Two video projects led by people with disabilities, one in the U.S. and one in Canada, are challenging the mainstream message that it’s better to be dead than disabled. We all know that personal stories are often the most effective forms of communication, and that’s exactly what these projects offer in face-to-face communication.
The U.S. video project is called “Live On!” and is led by Dominick Evans through the Center for Disability Rights. Our readers were first introduced to Live On! through its video produced in response to the Me Before You film and disability rights protests. While the initial video included many faces, subsequent pieces will be short 3-4 minute takes by an individual with a disability.
If you would like to learn more about the project or consider submitting a video, here’s a message from Dominick with what you should know:
The #LiveOn project is a way to send the message that disabled lives are worth living, and for disabled people to be proud of their disability. The #LiveOn project is loosely based upon the It Gets Better campaign, which sent the message to LGBTQIA individuals that life is worth living, and it is okay and important to be proud of who you are. We would like to give a similar message to people with disabilities.
Our target audience is anyone with an acquired disability or progressive disability, individuals with mental health disabilities and/or suicidal ideation, young people who may be angry about their disabilities thanks to bullying or abuse, and anyone with a disability who may be struggling, depressed, dealing with internalized ableism, or who might be thinking about giving up on life.
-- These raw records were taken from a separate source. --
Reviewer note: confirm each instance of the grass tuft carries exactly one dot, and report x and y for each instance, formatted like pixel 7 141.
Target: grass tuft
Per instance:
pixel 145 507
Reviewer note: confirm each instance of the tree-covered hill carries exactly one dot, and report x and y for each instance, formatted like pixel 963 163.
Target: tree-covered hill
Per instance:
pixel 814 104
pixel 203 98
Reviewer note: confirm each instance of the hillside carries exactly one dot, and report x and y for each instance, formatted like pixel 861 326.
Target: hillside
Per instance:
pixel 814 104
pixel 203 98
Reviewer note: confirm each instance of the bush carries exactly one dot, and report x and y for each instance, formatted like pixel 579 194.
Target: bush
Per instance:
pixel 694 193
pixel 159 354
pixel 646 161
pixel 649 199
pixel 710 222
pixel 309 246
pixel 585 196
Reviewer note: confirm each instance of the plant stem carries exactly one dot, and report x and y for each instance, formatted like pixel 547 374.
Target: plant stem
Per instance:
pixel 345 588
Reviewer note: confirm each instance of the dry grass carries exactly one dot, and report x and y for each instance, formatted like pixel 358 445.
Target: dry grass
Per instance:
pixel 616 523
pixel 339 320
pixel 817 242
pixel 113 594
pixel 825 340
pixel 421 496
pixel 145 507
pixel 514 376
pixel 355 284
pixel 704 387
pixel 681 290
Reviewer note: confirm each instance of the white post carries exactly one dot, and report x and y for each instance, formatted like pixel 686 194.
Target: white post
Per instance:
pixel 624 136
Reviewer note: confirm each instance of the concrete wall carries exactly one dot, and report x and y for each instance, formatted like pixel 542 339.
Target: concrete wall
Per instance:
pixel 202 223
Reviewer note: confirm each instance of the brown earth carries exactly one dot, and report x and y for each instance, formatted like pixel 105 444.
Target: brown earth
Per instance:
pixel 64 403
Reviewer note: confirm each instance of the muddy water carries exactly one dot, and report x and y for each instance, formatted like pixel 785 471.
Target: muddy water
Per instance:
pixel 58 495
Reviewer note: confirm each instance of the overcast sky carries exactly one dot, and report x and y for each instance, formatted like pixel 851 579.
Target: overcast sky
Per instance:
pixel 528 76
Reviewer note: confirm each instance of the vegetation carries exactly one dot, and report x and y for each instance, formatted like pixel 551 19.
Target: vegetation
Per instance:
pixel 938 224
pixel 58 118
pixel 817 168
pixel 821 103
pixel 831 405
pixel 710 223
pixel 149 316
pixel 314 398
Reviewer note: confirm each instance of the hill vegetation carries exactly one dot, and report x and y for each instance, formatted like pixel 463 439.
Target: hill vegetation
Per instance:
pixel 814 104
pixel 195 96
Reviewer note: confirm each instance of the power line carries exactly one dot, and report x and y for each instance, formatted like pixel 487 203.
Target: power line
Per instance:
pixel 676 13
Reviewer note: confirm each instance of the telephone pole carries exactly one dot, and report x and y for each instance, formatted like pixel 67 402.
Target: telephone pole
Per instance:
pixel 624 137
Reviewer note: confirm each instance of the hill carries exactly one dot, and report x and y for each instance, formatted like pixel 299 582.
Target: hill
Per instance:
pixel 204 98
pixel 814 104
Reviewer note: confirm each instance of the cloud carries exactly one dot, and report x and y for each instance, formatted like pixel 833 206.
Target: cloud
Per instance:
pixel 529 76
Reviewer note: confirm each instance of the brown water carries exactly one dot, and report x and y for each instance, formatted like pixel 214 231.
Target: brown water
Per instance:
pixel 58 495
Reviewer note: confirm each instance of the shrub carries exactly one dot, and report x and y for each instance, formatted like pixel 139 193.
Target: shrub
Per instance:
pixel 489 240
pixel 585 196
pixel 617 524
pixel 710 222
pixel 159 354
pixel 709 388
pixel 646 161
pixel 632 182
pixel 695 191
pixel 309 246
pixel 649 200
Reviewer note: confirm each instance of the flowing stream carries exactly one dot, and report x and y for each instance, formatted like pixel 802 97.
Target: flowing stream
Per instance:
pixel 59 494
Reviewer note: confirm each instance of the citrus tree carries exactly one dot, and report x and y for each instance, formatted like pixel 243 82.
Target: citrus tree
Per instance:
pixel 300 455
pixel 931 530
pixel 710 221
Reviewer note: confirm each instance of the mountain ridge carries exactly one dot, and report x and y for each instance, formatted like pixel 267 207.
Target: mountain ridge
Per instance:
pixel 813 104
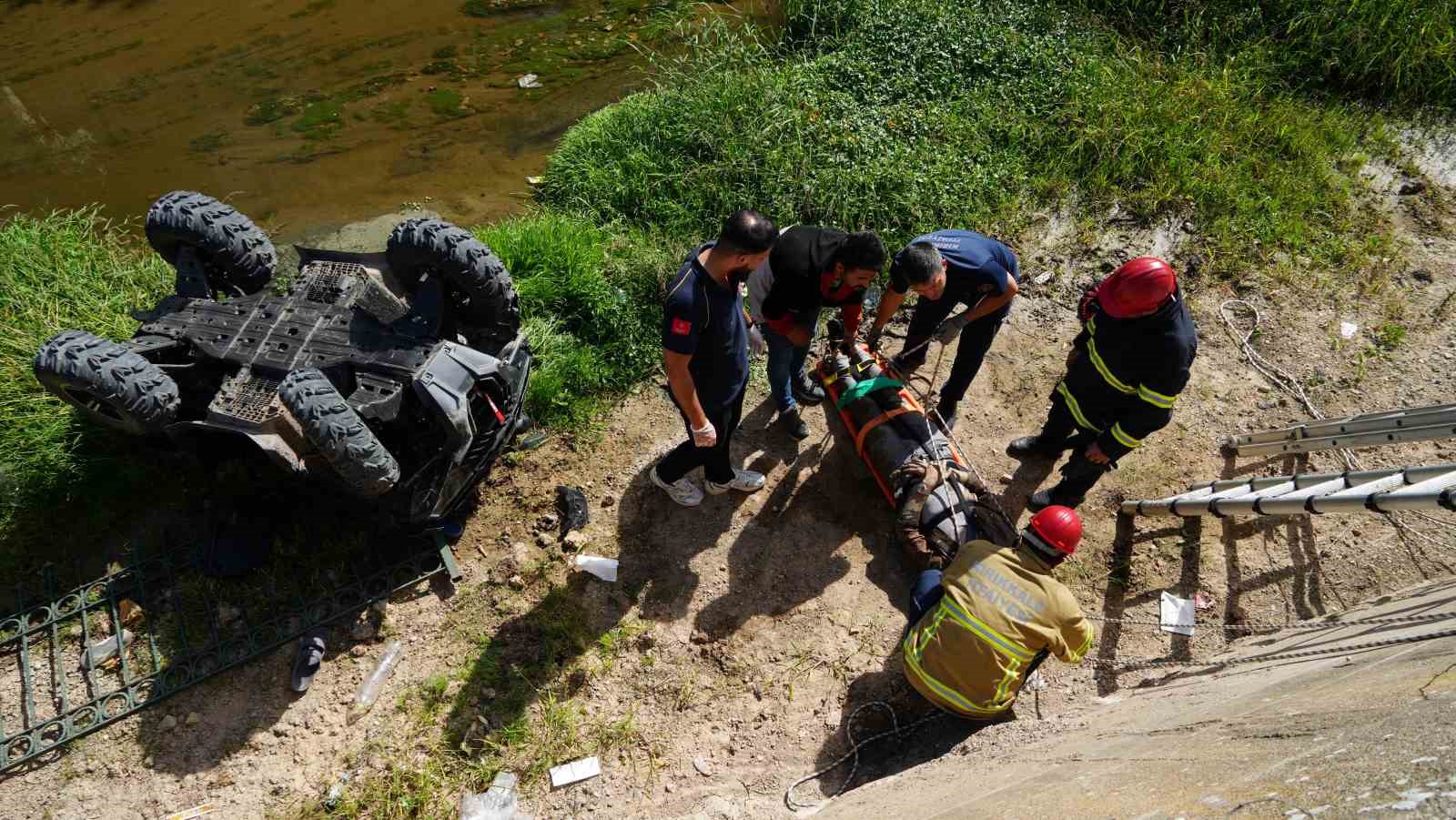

Disabled people do not often receive suicide prevention when they show signs of wanting to give up or have suicidal thoughts. With very little disability representation that is visible and positive, living life with a disability can often seem daunting and lonely.
So, you may be wondering how you can help. We are asking anyone with a disability to make a video for the #LiveOn project. The videos are directed at our target audience, and will feature disabled individuals explaining how times can be rough, but things can and will improve. Life with a disability is not only worth living, but it can be quite fulfilling. Feel free to talk about a difficult time in your life, and how you were able to move past that, and don’t forget to discuss how much disability pride you have, and how being disabled is an important part of your identity.
Here are the video guidelines:
- Videos should be filmed in vlog style. This means you talk directly to the camera as though you are talking to the target audience.
- Keep videos around 3 minutes in length.
- Introduce yourself and say what your disability is at the beginning of your video.
- Add in the #LiveOn message by trying to work in the expression “Live on” near the end of the video.
DO NOT UPLOAD YOUR VIDEOS TO YOUTUBE. Put the videos in Dropbox or use Google Drive to send the videos in .mov or .mp4 format.
Please send all videos to: firstname.lastname@example.org
The Canadian Project is well underway already, led by Catherine Frazee and others. As reported in New Mobility, Project Value Asserts Disability Is Not Worse Than Death:
A group of Canadians are out to testify that there’s so much more to life with a disability than one of “suffering that could last decades,” as recent media coverage would have you believe.
Project Value is founded by five prominent members of Canada’s disability community meant to counter act the narrative that disability is a fate worse than death through a series of videos by people with disabilities testifying to how truly fulfilling and exquisitely varied their lives are.
“There is more, much much more, to our lives than misery, helplessness, and pain. We want to counteract the dangerous effects of those stereotypes and the prejudice that they fuel, by projecting the energy, vitality, resilience and contribution of disabled people’s lives,” says co-founder Catherine Frazee, a 62-year-old professor emerita and professor of distinction in the School of Disability Studies at Ryerson University in Toronto who has spinal muscular atrophy type 2. . . .
In addition to the New Mobility article, Project Value has received mainstream press coverage here and here, among others. A number of very powerful and moving videos are already posted, with more to come in this important effort.